MySQL – Counting Results with LEFT JOIN Doubles the Results

MySQL

I have this query generated by Django where a user has orders and jobs as related tables. jobs are of two types: clean and wash. I want to count for each user shown the number of orders, clean jobs and wash jobs.

One of the users has 3 clean jobs in the database but this query returns the value of 6 for column clean_ct. If I remove the join to the order table and the orders count the counts are as expected so the second LEFT OUTER JOIN is causing this doubling to occur. I'm suspecting a wrong GROUP BY but I haven't found a solution. Any ideas?

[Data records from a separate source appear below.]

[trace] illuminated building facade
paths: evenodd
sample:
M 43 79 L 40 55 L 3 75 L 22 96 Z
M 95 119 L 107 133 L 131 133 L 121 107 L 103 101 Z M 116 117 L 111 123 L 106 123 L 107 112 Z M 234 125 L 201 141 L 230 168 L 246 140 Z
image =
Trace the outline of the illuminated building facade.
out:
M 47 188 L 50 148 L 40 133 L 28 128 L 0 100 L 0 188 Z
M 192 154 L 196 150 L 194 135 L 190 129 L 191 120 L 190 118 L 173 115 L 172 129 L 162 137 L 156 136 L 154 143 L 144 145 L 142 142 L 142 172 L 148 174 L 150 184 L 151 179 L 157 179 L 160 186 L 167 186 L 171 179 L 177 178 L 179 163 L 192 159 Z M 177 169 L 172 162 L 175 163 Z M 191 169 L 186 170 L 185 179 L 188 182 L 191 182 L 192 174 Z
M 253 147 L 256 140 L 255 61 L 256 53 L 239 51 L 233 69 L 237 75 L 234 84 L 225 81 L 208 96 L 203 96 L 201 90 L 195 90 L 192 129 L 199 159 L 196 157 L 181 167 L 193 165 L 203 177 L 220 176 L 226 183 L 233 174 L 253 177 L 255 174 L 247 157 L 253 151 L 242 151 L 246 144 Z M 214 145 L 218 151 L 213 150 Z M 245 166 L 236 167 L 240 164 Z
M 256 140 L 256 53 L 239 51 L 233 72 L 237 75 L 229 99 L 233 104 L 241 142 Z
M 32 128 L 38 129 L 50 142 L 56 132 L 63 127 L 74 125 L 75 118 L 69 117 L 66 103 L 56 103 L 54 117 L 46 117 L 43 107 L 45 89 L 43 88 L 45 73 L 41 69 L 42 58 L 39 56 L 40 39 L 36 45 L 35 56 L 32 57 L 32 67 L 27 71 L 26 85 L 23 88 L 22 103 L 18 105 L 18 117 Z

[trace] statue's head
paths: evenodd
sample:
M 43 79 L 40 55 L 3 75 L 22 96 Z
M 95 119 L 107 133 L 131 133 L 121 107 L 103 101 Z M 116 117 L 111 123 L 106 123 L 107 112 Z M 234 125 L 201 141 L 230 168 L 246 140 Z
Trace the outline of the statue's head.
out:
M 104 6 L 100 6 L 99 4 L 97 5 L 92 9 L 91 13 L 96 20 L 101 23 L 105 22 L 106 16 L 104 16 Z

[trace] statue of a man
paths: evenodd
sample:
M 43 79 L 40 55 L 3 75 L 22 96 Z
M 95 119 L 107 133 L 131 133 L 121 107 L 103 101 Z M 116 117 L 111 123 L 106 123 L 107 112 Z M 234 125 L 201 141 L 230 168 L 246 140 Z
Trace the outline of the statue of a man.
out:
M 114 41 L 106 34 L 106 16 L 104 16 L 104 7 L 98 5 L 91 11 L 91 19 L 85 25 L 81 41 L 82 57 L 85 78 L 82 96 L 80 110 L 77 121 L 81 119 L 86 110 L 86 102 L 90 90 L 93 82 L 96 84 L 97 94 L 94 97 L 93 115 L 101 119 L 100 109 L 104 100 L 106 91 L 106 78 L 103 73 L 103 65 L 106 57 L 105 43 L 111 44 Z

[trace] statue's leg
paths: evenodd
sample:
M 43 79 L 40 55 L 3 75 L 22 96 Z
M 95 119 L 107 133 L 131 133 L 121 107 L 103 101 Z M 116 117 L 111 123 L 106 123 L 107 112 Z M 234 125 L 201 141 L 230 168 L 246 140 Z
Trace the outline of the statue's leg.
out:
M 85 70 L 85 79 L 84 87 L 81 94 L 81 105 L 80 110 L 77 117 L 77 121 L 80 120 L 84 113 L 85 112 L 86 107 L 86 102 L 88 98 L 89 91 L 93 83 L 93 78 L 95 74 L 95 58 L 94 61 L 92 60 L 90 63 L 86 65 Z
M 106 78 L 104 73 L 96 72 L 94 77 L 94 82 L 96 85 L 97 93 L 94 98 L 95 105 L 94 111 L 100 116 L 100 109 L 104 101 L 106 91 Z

SELECT DISTINCT `auth_user`.`id`, 
                `auth_user`.`username`, 
                Count(DISTINCT `order`.`id`) AS `orders_ct`, 
                Count(CASE 
                        WHEN `job`.`service` = 'clean' THEN 1 
                        ELSE NULL 
                      end)                   AS `clean_ct`, 
                Count(CASE 
                        WHEN `job`.`service` = 'wash' THEN 1 
                        ELSE NULL 
                      end)                   AS `wash_ct` 
FROM   `auth_user` 
       LEFT OUTER JOIN `order` 
                    ON ( `auth_user`.`id` = `order`.`user_id` ) 
       LEFT OUTER JOIN `job` 
                    ON ( `auth_user`.`id` = `job`.`user_id` ) 
GROUP  BY `auth_user`.`id` 
ORDER  BY `auth_user`.`id` DESC 
LIMIT  100 

clean_ct should be 3 but returns 6

Best Answer

You have two joins from the base table (auth_user) and both joins are to tables with 1-to-many relationship with the base table. That creates the multiple rows. If for example, an auth_user has 3 orders and 7 jobs, the join (before any group by) will result in 21 rows.

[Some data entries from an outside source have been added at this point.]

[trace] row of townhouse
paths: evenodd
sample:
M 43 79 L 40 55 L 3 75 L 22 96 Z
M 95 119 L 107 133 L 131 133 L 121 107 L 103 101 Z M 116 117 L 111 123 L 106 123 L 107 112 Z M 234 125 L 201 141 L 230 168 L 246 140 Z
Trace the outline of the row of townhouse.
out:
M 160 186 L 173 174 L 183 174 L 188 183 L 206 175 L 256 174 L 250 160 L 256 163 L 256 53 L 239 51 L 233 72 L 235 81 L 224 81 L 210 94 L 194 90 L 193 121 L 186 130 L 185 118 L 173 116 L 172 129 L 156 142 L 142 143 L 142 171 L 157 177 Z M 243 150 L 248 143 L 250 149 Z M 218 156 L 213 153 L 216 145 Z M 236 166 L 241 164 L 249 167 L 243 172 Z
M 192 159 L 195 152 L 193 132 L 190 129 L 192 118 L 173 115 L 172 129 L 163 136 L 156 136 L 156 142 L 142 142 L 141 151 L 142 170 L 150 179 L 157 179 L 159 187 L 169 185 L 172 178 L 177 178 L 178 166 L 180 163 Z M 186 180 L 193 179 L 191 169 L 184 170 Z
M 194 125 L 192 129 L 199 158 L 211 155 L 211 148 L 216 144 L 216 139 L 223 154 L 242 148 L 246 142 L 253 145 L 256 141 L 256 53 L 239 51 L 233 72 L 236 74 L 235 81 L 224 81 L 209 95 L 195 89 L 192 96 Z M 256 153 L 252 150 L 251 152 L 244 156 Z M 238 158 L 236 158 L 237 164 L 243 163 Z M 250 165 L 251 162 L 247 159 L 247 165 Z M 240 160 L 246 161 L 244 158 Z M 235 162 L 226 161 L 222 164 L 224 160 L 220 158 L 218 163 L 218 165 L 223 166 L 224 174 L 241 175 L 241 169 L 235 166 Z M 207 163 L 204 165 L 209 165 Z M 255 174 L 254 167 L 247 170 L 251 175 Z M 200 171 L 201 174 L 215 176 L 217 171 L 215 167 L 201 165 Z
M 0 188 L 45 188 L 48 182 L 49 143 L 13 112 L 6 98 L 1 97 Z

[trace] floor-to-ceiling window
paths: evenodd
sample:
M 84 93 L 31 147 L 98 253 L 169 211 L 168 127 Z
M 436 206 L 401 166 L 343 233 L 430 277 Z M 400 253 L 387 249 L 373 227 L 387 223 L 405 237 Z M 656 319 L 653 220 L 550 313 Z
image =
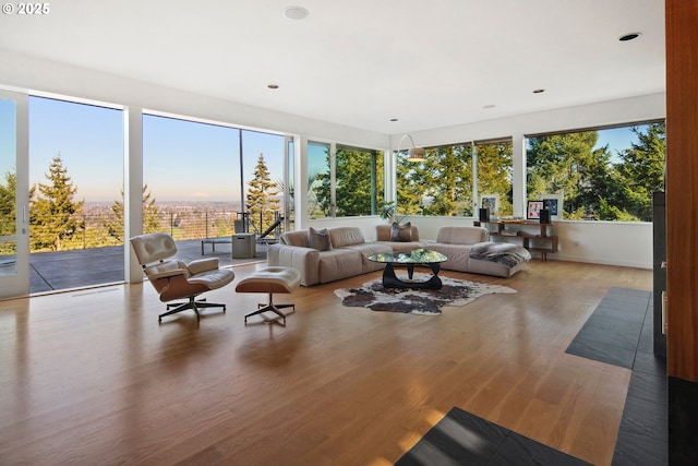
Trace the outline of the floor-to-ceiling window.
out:
M 478 199 L 496 199 L 497 216 L 513 215 L 513 165 L 512 140 L 495 140 L 476 142 L 476 158 L 478 166 Z
M 308 143 L 308 215 L 310 218 L 334 216 L 332 190 L 330 145 L 318 142 Z
M 278 236 L 284 154 L 277 134 L 144 115 L 144 231 L 176 240 Z
M 528 199 L 556 194 L 566 219 L 651 222 L 665 148 L 663 121 L 529 136 Z
M 277 238 L 284 227 L 284 136 L 242 131 L 242 165 L 249 232 Z
M 143 115 L 143 230 L 176 240 L 233 232 L 242 212 L 240 131 Z
M 424 162 L 397 154 L 400 215 L 472 215 L 472 144 L 428 147 Z
M 122 111 L 44 97 L 29 97 L 28 106 L 32 292 L 122 280 L 123 229 L 112 222 L 123 195 Z M 94 263 L 47 273 L 67 251 L 96 248 L 104 254 Z

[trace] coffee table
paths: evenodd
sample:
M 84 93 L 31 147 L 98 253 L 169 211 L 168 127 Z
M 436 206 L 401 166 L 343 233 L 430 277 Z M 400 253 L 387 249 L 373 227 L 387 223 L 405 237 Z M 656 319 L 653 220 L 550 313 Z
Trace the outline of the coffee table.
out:
M 381 262 L 385 264 L 383 270 L 383 287 L 384 288 L 425 288 L 441 289 L 442 283 L 438 278 L 441 263 L 448 260 L 441 252 L 429 249 L 416 249 L 413 251 L 397 251 L 383 254 L 368 255 L 371 262 Z M 407 275 L 412 279 L 414 265 L 426 265 L 434 274 L 426 282 L 402 282 L 395 275 L 395 265 L 406 265 Z

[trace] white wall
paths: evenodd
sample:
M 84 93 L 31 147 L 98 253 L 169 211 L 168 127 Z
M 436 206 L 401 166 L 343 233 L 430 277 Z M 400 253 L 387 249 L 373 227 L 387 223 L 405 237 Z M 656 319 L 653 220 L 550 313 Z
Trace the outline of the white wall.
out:
M 666 116 L 666 94 L 658 93 L 617 100 L 588 104 L 564 109 L 538 111 L 476 123 L 459 124 L 411 133 L 419 145 L 443 145 L 512 136 L 515 160 L 521 171 L 514 176 L 515 215 L 522 216 L 526 201 L 525 135 L 555 131 L 579 130 L 619 123 L 663 119 Z M 397 147 L 401 135 L 390 139 Z M 518 164 L 517 164 L 518 162 Z M 472 218 L 410 217 L 420 228 L 420 237 L 434 239 L 442 225 L 472 225 Z M 559 252 L 551 260 L 589 262 L 652 268 L 652 224 L 621 222 L 557 223 Z
M 141 107 L 280 134 L 305 134 L 365 147 L 387 147 L 389 138 L 294 115 L 216 99 L 85 68 L 0 50 L 0 88 L 65 96 L 118 107 Z
M 407 217 L 419 227 L 420 239 L 436 239 L 444 225 L 472 226 L 472 218 Z M 652 224 L 625 222 L 556 222 L 559 252 L 547 260 L 652 268 Z M 519 241 L 519 240 L 513 240 Z

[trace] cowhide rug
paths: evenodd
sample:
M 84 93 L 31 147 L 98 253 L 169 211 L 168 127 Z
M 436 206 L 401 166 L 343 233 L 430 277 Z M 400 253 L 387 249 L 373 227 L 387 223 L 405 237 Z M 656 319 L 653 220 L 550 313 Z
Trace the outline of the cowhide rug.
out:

When you then GROUP BY, the (created) rows are counted and you get incorrect results (in the example, you'd get the job counts multiplied by 3 and the orders count multiplied by 7). Your code would manage to avoid the x7 because it uses DISTINCT when counting orders but not avoid the x3 when counting jobs.

One solution would be to use DISTINCT in all counts. In your case, you could write the "wash" count as:

            Count(DISTINCT CASE 
                             WHEN `job`.`service` = 'wash' THEN job.id 
                             ELSE NULL 
                           END)                   AS `wash_ct` 

But this solution will become quite complicated and inefficient with many joins.

Another solution is to group by in each individual table and then join (the derived tables) to auth_user. Also:

  • GROUP BY and DISTINCT in the same SELECT are rarely needed:
  • ELSE NULL is the default in CASE expressions. (it's not a problem if you like it there, just not needed.)
  • You don't need to quote all table and column names. Only reserved words - which should be avoided anyway - and names with special characters.
  • It would best to avoid reserved words - like order - when naming tables and columns.

The query could be written:

SELECT au.id, 
       au.username, 
       COALESCE(orders_ct, 0) AS orders_ct, 
       COALESCE(clean_ct, 0)  AS clean_ct, 
       COALESCE(wash_ct, 0)   AS wash_ct 
FROM   auth_user AS au 
       LEFT OUTER JOIN 
           ( SELECT user_id,
                    Count(*)  AS orders_ct                    
             FROM   `order`
             GROUP  BY user_id
           ) AS o 
                    ON au.id = o.user_id 
       LEFT OUTER JOIN  
           ( SELECT user_id,
                    Count(CASE WHEN service = 'clean' THEN 1 
                          END)  AS clean_ct,
                    Count(CASE WHEN service = 'wash' THEN 1 
                          END)  AS wash_ct                            
             FROM   job
             GROUP  BY user_id
           ) AS j
                    ON au.id = j.user_id 
ORDER  BY au.id DESC 
LIMIT  100 ;